Clarence Fanto: In the end, Mueller's findings might not matter

LENOX — The endgame is now coming into sharper focus.

It may not matter what special counsel Robert Mueller determines about whether the Donald Trump campaign, including the current occupant of the White House, collaborated and cooperated with Russia in an attempt to tilt the 2016 presidential election, and whether the president obstructed justice during the investigation.

Whether Mueller's report comes out by Sept. 1 or is delayed until after the midterm elections, the result will be the same. The country will be torn apart, even more than it is now, and a political "civil war" now bubbling under the surface will erupt with volcanic intensity.

That's because the White House resident, his consigliere, Rudy Giuliani, and senior counselor Kellyanne Conway have helped persuade 80 percent of Republicans that the investigation is illegitimate — "phony baloney" as the always thoughtful and eloquent Conway describes it — while about 80 percent of Democrats and 60 percent of independents believe in the integrity of the Mueller probe.

"So much is happening that has nothing to do with this phony baloney talking about the 2016 election," Conway said on "Fox & Friends." "Every time people talk about this phony Russia collusion — collusion doesn't even have legal significance — every time it's written by responsible people, every time they talk, they are talking about the 2016 election. And so we don't want to talk about the 2016 election."

(It's worth noting that although many legal experts agree that collusion is not a specific federal crime, except in antitrust cases, that doesn't mean that the alleged cooperation between the Trump campaign and Russia is of no criminal interest. To the contrary, if true, it may have violated any number of criminal prohibitions.)

According to a Trump insider cited by CNN, "If there is a room full of people trying to have a discussion, and there is a screaming baby, what is everyone going to think about? The screaming baby. Giuliani is the screaming baby." Or, put another way, the same source said, "Who is going to get the most attention? The craziest guy in the room."
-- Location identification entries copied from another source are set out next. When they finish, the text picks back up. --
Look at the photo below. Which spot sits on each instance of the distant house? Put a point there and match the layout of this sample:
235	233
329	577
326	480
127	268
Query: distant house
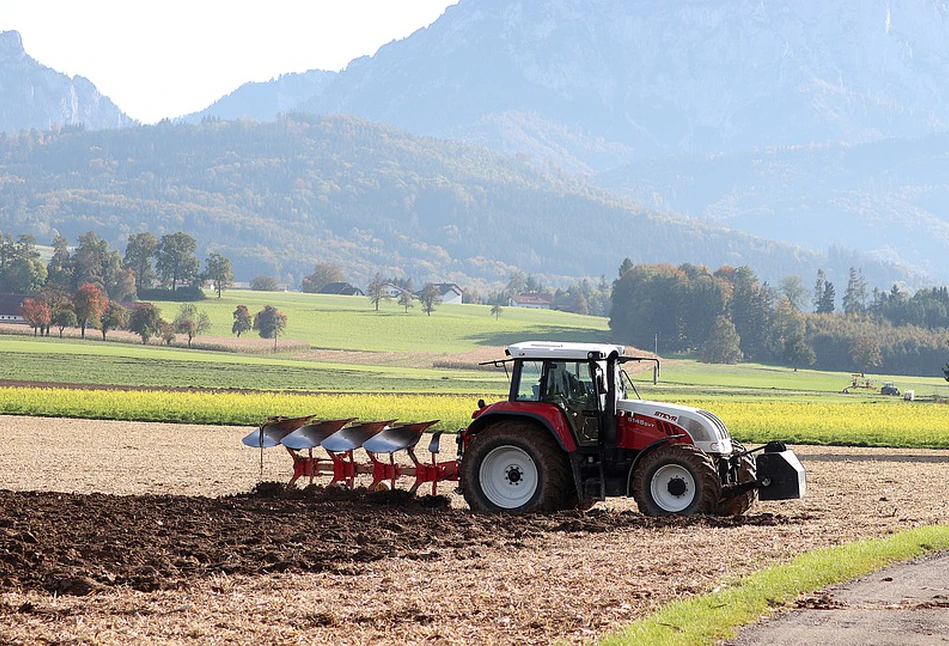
341	289
449	292
392	291
531	301
10	305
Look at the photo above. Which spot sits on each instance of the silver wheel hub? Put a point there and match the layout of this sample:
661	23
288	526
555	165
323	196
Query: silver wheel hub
508	477
672	488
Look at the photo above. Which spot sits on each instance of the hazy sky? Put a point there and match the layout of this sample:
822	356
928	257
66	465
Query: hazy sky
168	58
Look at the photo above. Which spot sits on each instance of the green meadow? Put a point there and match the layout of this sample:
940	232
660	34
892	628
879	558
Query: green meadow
758	402
351	323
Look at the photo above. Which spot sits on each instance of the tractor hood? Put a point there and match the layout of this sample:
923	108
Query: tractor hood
707	431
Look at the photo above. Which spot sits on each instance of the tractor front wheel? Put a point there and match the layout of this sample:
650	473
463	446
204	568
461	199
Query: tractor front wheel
515	467
676	479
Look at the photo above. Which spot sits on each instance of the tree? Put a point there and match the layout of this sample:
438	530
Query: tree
826	304
792	287
145	321
270	322
175	259
516	283
191	322
865	352
21	270
219	272
724	345
323	274
89	303
37	314
167	331
243	322
139	253
819	287
96	262
406	300
376	290
855	298
115	317
430	299
59	270
64	317
264	284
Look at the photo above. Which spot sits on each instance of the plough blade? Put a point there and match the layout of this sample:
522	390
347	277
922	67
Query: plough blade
353	436
397	437
274	430
313	434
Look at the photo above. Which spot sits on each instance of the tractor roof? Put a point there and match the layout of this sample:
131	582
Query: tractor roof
555	350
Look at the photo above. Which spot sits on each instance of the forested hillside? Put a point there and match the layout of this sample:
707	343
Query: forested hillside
276	197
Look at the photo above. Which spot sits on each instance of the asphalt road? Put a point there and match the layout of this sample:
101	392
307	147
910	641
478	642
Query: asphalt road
903	605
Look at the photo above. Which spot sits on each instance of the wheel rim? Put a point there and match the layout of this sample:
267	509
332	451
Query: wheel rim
508	477
672	487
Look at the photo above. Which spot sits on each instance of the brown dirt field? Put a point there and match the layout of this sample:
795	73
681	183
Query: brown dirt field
132	533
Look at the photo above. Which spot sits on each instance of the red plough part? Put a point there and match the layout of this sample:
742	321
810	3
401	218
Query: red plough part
341	438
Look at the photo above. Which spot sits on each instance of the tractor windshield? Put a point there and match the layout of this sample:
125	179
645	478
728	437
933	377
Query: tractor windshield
528	387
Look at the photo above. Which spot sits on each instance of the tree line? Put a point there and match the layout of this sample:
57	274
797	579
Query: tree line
93	285
729	315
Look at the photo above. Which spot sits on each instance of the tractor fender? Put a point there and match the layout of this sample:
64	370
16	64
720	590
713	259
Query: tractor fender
649	449
546	416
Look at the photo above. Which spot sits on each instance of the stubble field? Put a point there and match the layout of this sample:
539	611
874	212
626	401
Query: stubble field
135	533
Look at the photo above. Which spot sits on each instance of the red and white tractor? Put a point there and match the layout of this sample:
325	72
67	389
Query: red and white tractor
569	435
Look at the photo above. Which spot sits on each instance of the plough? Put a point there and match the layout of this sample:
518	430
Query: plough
340	438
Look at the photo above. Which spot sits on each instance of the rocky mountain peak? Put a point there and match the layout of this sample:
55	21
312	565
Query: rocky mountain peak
11	46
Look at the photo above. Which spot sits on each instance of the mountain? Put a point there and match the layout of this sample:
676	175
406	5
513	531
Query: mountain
886	197
816	123
277	197
595	83
264	101
35	96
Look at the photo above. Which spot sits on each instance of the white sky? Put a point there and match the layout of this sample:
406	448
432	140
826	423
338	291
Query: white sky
169	58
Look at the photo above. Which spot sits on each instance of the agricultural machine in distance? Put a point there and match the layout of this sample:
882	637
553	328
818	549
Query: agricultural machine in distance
566	437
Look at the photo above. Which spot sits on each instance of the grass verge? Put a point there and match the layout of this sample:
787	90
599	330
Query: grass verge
716	616
226	408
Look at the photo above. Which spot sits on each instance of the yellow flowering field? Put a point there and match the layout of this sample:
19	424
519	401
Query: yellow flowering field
251	409
892	423
896	423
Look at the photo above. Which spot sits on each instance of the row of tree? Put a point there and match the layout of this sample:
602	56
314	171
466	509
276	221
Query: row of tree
729	315
89	306
149	262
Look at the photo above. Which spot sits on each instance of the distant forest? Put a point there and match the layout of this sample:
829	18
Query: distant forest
279	197
728	315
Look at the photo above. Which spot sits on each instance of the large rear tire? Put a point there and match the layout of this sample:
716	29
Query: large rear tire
515	467
747	472
676	479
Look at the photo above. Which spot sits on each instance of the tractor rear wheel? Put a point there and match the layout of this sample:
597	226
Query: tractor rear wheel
515	467
676	479
747	472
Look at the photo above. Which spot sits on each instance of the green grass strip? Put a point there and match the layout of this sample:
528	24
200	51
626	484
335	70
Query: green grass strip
233	408
716	616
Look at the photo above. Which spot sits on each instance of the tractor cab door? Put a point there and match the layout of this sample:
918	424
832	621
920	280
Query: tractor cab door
572	385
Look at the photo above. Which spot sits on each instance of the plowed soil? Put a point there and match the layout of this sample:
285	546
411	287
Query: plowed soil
126	533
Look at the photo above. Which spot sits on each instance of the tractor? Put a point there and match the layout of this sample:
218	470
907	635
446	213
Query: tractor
569	435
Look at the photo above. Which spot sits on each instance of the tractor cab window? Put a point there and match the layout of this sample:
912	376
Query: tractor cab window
528	389
571	385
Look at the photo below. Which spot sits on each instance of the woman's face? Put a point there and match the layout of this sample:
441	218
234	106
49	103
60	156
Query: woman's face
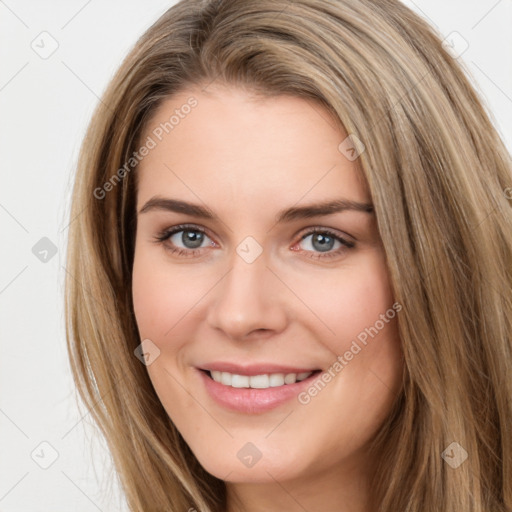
262	287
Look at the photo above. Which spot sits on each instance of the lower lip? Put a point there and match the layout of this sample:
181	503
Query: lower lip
251	400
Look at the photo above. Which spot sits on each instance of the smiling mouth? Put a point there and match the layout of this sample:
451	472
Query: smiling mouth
263	381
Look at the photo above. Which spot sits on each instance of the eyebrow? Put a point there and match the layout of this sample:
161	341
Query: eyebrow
287	215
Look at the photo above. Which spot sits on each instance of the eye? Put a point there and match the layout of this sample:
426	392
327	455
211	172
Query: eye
193	239
323	241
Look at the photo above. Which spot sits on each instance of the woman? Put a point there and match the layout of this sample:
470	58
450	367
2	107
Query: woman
333	332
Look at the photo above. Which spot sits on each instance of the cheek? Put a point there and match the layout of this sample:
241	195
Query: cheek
347	303
162	295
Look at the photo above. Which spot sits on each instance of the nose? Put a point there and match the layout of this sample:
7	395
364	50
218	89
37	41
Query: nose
249	301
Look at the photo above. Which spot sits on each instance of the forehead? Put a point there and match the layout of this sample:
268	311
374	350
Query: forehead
225	143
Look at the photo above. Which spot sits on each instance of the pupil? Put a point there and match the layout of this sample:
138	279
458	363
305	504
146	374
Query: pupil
324	242
194	237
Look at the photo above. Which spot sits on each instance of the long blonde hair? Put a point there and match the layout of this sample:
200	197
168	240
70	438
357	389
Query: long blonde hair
440	180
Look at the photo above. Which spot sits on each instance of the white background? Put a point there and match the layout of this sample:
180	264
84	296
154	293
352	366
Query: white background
45	105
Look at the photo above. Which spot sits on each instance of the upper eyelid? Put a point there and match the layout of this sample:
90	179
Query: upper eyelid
305	232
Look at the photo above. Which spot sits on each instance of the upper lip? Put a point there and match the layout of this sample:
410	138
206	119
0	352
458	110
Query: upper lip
255	368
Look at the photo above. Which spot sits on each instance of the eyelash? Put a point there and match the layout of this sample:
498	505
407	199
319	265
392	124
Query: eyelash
163	236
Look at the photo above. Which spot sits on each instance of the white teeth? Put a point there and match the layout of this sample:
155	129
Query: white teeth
276	379
258	381
238	381
290	378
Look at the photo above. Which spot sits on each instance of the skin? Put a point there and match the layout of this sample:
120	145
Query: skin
246	158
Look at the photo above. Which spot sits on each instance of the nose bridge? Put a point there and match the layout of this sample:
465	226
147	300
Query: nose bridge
248	298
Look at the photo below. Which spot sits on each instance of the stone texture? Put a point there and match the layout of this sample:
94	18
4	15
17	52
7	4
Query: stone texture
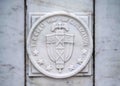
107	60
11	42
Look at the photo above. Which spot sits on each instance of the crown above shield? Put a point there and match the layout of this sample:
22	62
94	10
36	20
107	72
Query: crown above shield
59	25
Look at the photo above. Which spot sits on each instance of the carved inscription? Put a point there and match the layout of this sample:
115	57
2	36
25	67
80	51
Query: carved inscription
59	45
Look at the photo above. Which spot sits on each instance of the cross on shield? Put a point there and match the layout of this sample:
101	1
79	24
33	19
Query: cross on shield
60	46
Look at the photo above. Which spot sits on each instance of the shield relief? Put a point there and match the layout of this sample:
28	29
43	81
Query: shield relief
60	45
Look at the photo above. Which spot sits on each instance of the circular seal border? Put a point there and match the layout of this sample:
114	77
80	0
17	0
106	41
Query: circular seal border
72	72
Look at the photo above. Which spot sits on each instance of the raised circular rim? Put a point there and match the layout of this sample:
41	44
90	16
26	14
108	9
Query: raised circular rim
72	72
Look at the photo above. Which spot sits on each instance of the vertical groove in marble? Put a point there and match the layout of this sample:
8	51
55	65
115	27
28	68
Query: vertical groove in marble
94	42
25	39
107	60
12	42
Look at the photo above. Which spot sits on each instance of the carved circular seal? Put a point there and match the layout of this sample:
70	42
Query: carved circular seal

But, I would argue, it's all part of a carefully crafted strategy. Giuliani is on a mission to push public opinion Trump's way by tearing down public confidence and trust in Mueller, a registered Republican, thus depicting him and and his team of investigators as illegitimate. The former U.S. attorney and New York mayor compared Mueller and his investigators to a "lynching mob" in a Sean Hannity interview on Fox this past week.

It's a much shrewder strategy than firing Mueller and/or Deputy Attorney General Rod Rosenstein, which would ignite a firestorm.

Giuliani is totally candid about the goal. "[What] we are defending here is for public opinion because eventually the decision here is going to be impeach or not impeach," Giuliani told CNN's State of the Union last Sunday. "Members of Congress, Democrat and Republican, will be informed a lot by their constituents. So, our jury — as it should be — is the American people."

Nevertheless, the president's concocted "spygate" conspiracy theory has been debunked by U.S. Rep. Trey Gowdy, the fiercely partisan South Carolina Republican who tried but failed to wear down Hillary Clinton during the House Select Committee's Benghazi investigation.

Gowdy has defended the FBI's use of a confidential informant to investigate potential Russian outreach to individuals connected to Trump's presidential campaign.

The House Oversight Committee chairman threw ice water on Trump's insistence that the FBI improperly "spied" on his campaign. Gowdy told Fox News that the FBI acted appropriately in its handling of the investigation into Russian interference in the 2016 election and possible connections to the Trump campaign.

After attending a Justice Department briefing on the confidential informant, Gowdy said that "I am even more convinced that the FBI did exactly what my fellow citizens would want them to do. It has nothing to do with Donald Trump."

Giuliani's retort to Gowdy: "He's drinking the Kool-Aid. I never understood what he did with Benghazi either. He really screwed that up. I don't know what he was doing."

What should we make of Giuliani, who worked with counterintelligence officials, calling former Director of National Intelligence James Clapper and former CIA Director John Brennan "clowns," as he did on CNN?

Apart from the childish playground insults, he is still cautious about allowing his White House client to be interviewed by Mueller because of a possible "perjury trap."

"Truth is relative," Giuliani argues. "They may have a different version of the truth than we do." In other words, reality doesn't matter, since the White House is armed with "alternative facts," the convenient phrase Conway thrust into the political lexicon last year.

As for Trump's consistently misleading tweets, Giuliani insists that "he feels the public opinion is turning in his favor. His tweeting has been effective."

That much is true. Many Americans are tuning out what they see as the inscrutable twists and turns of an investigation consistently undermined by Trump and his partners in "relative truth."

Democrats fantasizing about impeachment if control of the House shifts their way in November risk setbacks at the ballot box. Without a strong case to convince voters they can fix immigration, improve race relations, restore sane trade policies and start closing the economic inequality gap, the reality-show presidency we are enduring may have an open-ended run, at least until Jan. 20, 2025.